What? Not true? You sweat a lot in winter? And there’s more chance of dehydration when it’s cold?
Yes indeed. You sweat during winter activity, even if it doesn’t run down your back like in summer weather. So, you do need a lot of water. Dehydration can be even more of a danger because most people don’t know the winter warning signs to look for as they ski or snowboard or sled or snowshoe. Worse, the human body works differently in the cold and at higher altitudes.
Most of us forget that the Wasatch Front is at a higher altitude: We’re 4,000 feet up. Go to the mountains, or even just to Park City, and you can quickly gain another couple thousand feet. Because of this, you could be getting so dehydrated in winter if you’re doing something active that you may be on the verge of physical trouble without even realizing it.
First, the science. People think there’s less oxygen at altitude—less, for example, at the top of Alta’s High Rustler than at Malibu Beach: not quite true. It isn’t the oxygen amount that’s different so much as the atmospheric pressure. At sea level, you’ve got the weight of all this atmosphere pressing down, so it’s easy to breathe in sufficient oxygen. But at altitude, when you’re higher up in the thin layer of earth’s atmosphere, there isn’t as much air pressure surrounding you. Therefore, you don’t take in as much oxygen with each breath. The natural result is that we breathe a little faster in order to get all the oxygen we need. Even if our bodies adapt on a local level, as they do, it still changes if we go to a higher altitude—like the mountains. As a result, our metabolism increases. We breathe harder, even gasping for breath if we’re being active. Of course, after every breath, you exhale—and with every exhalation, you breathe out water.
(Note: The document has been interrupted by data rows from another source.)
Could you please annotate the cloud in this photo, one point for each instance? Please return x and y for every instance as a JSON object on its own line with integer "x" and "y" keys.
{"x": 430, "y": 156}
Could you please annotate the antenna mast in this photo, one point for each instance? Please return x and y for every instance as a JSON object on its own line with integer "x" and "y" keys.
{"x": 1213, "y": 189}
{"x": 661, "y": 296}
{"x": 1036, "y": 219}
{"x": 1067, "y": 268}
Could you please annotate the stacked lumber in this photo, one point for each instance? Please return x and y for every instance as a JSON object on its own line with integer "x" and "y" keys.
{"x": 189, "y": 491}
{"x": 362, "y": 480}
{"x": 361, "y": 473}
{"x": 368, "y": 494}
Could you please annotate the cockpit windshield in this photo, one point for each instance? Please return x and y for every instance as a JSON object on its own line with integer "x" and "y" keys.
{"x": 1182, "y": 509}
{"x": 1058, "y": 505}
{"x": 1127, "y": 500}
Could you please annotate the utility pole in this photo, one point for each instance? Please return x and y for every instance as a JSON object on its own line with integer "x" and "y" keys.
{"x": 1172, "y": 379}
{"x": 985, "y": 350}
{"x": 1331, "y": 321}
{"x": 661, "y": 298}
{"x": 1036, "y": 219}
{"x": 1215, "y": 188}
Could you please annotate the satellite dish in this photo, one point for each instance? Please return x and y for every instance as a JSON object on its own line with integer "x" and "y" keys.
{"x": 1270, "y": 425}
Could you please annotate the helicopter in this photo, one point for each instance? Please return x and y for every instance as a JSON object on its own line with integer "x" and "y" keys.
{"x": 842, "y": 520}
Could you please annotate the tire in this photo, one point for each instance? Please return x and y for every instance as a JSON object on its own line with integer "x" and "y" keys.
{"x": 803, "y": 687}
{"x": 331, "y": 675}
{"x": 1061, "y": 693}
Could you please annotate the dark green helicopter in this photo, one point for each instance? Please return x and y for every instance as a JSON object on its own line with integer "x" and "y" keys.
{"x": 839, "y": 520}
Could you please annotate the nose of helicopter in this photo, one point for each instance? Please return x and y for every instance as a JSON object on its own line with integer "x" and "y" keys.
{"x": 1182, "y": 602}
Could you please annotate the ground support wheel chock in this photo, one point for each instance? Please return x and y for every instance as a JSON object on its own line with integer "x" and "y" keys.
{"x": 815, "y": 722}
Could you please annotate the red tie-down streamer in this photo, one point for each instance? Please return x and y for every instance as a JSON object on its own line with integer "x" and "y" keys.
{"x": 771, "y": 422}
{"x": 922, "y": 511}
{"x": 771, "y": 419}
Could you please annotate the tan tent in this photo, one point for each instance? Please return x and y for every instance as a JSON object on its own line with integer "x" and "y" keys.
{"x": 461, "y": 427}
But that changes to even more internal water loss in winter. Ever wondered why it seems that you have to pee more often when it’s cold? That’s not your imagination. Your body tries to protect you against the cold by keeping your skin warm, and it does this by narrowing the blood vessels closest to the skin to keep warm blood away from the coldest parts of the body. But this also reduces the overall volume of blood, and the water from that blood has to go somewhere. Skipping all the details, it ends up in your bladder. So you now have to pee, thus losing more water.
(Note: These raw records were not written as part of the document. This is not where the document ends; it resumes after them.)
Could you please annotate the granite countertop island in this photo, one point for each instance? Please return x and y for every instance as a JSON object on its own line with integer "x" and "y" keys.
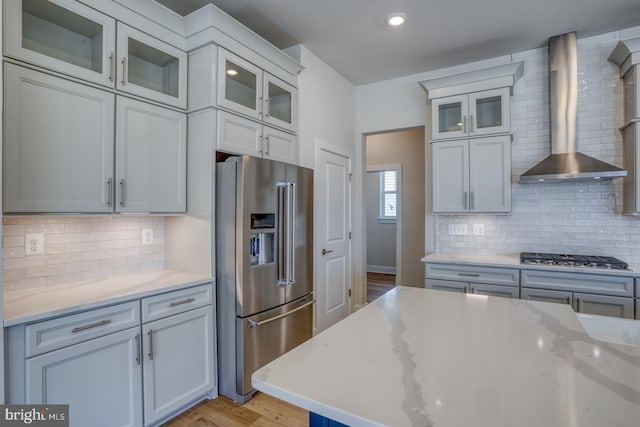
{"x": 419, "y": 357}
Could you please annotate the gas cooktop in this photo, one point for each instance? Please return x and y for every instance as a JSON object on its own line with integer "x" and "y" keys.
{"x": 536, "y": 258}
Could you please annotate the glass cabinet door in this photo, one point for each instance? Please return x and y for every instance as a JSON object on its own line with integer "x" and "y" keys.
{"x": 239, "y": 85}
{"x": 449, "y": 117}
{"x": 280, "y": 103}
{"x": 64, "y": 36}
{"x": 151, "y": 68}
{"x": 489, "y": 112}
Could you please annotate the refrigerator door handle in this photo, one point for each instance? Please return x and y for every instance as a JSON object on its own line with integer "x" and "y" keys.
{"x": 281, "y": 241}
{"x": 291, "y": 203}
{"x": 254, "y": 324}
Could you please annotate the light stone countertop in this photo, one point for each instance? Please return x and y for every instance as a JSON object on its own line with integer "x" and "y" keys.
{"x": 419, "y": 357}
{"x": 39, "y": 303}
{"x": 513, "y": 260}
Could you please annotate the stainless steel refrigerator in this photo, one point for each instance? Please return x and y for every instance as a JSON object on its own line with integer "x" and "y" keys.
{"x": 264, "y": 266}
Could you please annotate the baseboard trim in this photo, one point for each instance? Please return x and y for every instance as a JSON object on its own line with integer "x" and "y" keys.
{"x": 381, "y": 269}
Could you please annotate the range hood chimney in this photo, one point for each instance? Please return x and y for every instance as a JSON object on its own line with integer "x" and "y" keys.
{"x": 565, "y": 163}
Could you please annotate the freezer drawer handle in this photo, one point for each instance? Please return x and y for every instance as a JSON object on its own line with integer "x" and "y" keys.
{"x": 184, "y": 301}
{"x": 253, "y": 323}
{"x": 91, "y": 326}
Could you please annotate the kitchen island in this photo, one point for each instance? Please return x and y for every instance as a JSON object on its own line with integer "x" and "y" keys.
{"x": 419, "y": 357}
Other factors add to the winter-dehydration issue. We are not as sensitive to thirst in winter as we are in summer. We don’t feel thirsty, even when we are, so we tend to drink less liquid. And, we tend to drink more alcohol and coffee in winter. Both beverages are diuretics that make our kidneys work harder, and so we lose even more water. In addition, even though we don’t feel ourselves sweating as much in cold weather, we certainly do sweat. If you’ve ever smelled your shirt after a day of snowriding, you know this only too well.
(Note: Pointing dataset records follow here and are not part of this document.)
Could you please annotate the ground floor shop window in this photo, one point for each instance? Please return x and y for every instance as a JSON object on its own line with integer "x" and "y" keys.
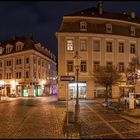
{"x": 72, "y": 90}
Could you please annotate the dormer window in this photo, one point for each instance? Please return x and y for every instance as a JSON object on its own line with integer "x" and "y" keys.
{"x": 83, "y": 26}
{"x": 108, "y": 28}
{"x": 132, "y": 31}
{"x": 19, "y": 46}
{"x": 70, "y": 45}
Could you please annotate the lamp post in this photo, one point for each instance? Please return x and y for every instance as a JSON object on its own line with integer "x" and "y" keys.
{"x": 77, "y": 105}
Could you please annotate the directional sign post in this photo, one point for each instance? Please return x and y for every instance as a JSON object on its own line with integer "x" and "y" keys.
{"x": 67, "y": 78}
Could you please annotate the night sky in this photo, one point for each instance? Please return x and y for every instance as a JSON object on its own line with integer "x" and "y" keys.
{"x": 43, "y": 18}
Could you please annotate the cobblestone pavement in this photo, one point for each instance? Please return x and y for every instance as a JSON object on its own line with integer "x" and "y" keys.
{"x": 44, "y": 118}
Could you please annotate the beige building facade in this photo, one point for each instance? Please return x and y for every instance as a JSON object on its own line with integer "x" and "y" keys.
{"x": 26, "y": 68}
{"x": 101, "y": 38}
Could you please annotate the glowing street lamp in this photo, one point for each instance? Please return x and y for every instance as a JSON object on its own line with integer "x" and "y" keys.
{"x": 77, "y": 61}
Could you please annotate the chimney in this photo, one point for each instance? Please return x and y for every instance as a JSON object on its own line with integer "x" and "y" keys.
{"x": 100, "y": 7}
{"x": 132, "y": 14}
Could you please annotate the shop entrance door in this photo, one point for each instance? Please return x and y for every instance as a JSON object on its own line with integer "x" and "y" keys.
{"x": 72, "y": 90}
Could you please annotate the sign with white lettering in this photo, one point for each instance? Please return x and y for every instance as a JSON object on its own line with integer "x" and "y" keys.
{"x": 67, "y": 78}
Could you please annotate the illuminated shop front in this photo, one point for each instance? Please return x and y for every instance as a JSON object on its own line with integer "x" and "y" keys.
{"x": 72, "y": 89}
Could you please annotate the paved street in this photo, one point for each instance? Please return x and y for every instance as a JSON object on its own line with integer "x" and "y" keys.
{"x": 43, "y": 117}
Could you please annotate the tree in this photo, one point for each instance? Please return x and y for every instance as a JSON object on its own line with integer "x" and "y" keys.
{"x": 132, "y": 72}
{"x": 107, "y": 76}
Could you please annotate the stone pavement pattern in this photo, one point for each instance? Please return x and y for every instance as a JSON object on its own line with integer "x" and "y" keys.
{"x": 43, "y": 118}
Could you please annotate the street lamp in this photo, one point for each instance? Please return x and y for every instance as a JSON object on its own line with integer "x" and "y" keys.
{"x": 77, "y": 105}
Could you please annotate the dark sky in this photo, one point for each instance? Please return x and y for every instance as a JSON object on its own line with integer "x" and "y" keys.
{"x": 43, "y": 18}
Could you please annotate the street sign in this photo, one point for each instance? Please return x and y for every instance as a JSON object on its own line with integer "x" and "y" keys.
{"x": 67, "y": 78}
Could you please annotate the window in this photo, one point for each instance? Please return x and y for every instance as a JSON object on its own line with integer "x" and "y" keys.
{"x": 0, "y": 64}
{"x": 83, "y": 45}
{"x": 27, "y": 74}
{"x": 96, "y": 45}
{"x": 8, "y": 49}
{"x": 109, "y": 46}
{"x": 109, "y": 64}
{"x": 0, "y": 76}
{"x": 27, "y": 60}
{"x": 83, "y": 66}
{"x": 18, "y": 61}
{"x": 18, "y": 75}
{"x": 121, "y": 47}
{"x": 39, "y": 62}
{"x": 69, "y": 66}
{"x": 108, "y": 28}
{"x": 132, "y": 31}
{"x": 70, "y": 45}
{"x": 96, "y": 65}
{"x": 8, "y": 75}
{"x": 8, "y": 63}
{"x": 83, "y": 26}
{"x": 132, "y": 48}
{"x": 121, "y": 67}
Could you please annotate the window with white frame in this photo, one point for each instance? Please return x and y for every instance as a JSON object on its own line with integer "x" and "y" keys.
{"x": 69, "y": 66}
{"x": 83, "y": 66}
{"x": 132, "y": 31}
{"x": 132, "y": 48}
{"x": 0, "y": 64}
{"x": 96, "y": 45}
{"x": 121, "y": 47}
{"x": 96, "y": 65}
{"x": 109, "y": 46}
{"x": 108, "y": 28}
{"x": 83, "y": 45}
{"x": 70, "y": 45}
{"x": 109, "y": 64}
{"x": 18, "y": 61}
{"x": 27, "y": 74}
{"x": 8, "y": 49}
{"x": 121, "y": 67}
{"x": 83, "y": 26}
{"x": 19, "y": 46}
{"x": 18, "y": 75}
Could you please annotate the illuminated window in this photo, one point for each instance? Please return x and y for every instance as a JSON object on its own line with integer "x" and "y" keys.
{"x": 121, "y": 47}
{"x": 27, "y": 74}
{"x": 108, "y": 28}
{"x": 0, "y": 64}
{"x": 83, "y": 26}
{"x": 96, "y": 66}
{"x": 27, "y": 60}
{"x": 121, "y": 67}
{"x": 18, "y": 75}
{"x": 83, "y": 45}
{"x": 132, "y": 48}
{"x": 109, "y": 46}
{"x": 132, "y": 31}
{"x": 8, "y": 63}
{"x": 69, "y": 66}
{"x": 70, "y": 45}
{"x": 83, "y": 66}
{"x": 96, "y": 45}
{"x": 109, "y": 64}
{"x": 18, "y": 61}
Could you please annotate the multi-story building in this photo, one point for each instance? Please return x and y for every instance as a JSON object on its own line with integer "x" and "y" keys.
{"x": 101, "y": 38}
{"x": 26, "y": 68}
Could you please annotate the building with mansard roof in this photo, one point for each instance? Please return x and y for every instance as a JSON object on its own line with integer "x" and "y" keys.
{"x": 101, "y": 38}
{"x": 27, "y": 68}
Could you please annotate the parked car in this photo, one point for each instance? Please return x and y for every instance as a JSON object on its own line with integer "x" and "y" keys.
{"x": 126, "y": 99}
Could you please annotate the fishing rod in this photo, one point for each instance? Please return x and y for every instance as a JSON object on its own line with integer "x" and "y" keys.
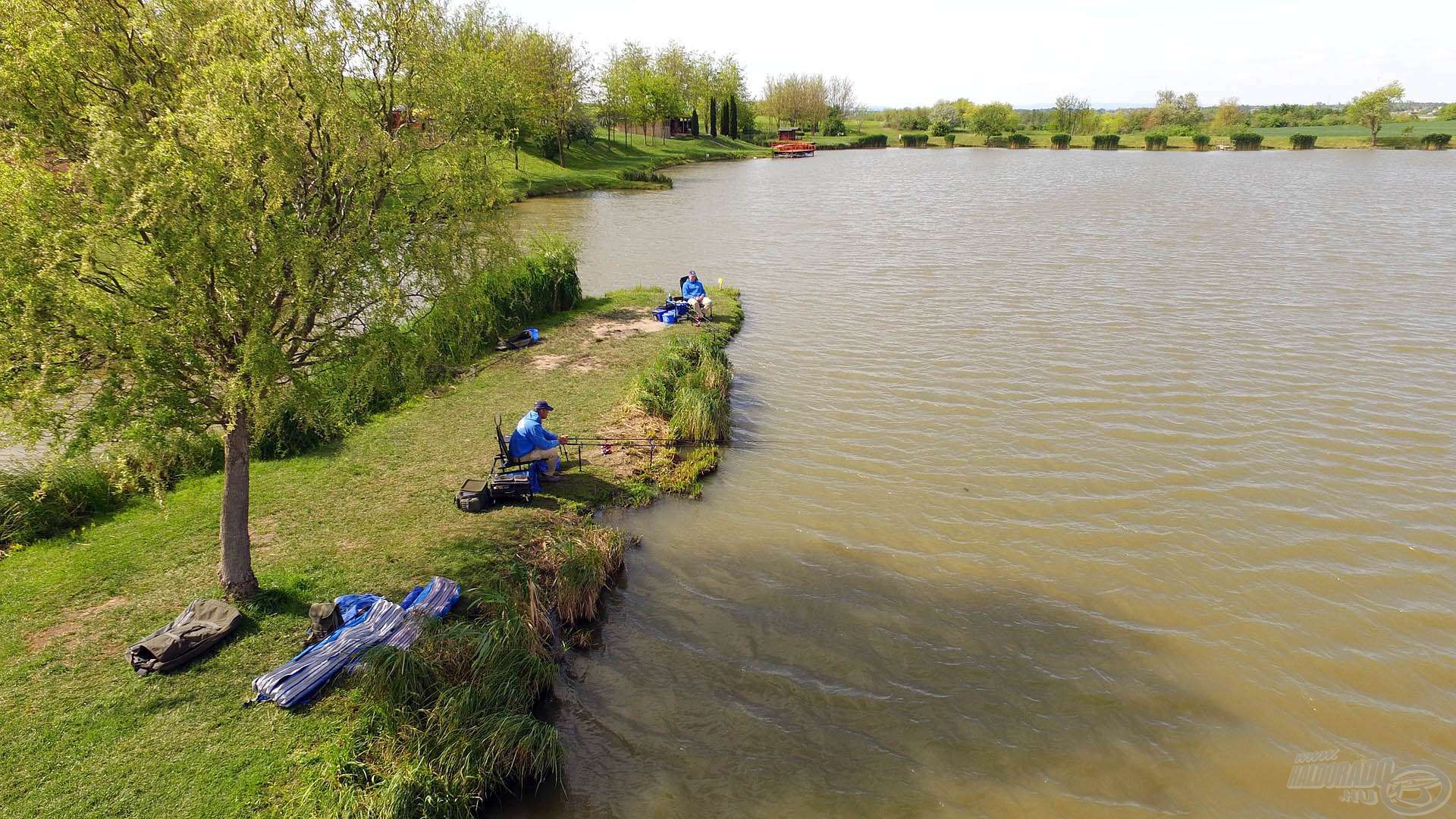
{"x": 667, "y": 442}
The symptoms of winter dehydration are often ignored because they’re so subtle, and so often blamed on something else. The most common symptom of dehydration is a headache, even a mild one. Then comes lightheadedness or dizziness, followed by muscle weakness and cottonmouth. Don’t ignore any of these symptoms—they’re telling you to drink up.
You can make drinking outdoors in winter more pleasant by using an insulated bottle or hydro system and filling it with warm water. You can make sure you don’t forget to hydrate by setting a time for it, since you may not feel thirsty. So drink a cup or more of water at the top of every hour—or every time you have to pee. In winter, they’re about the same.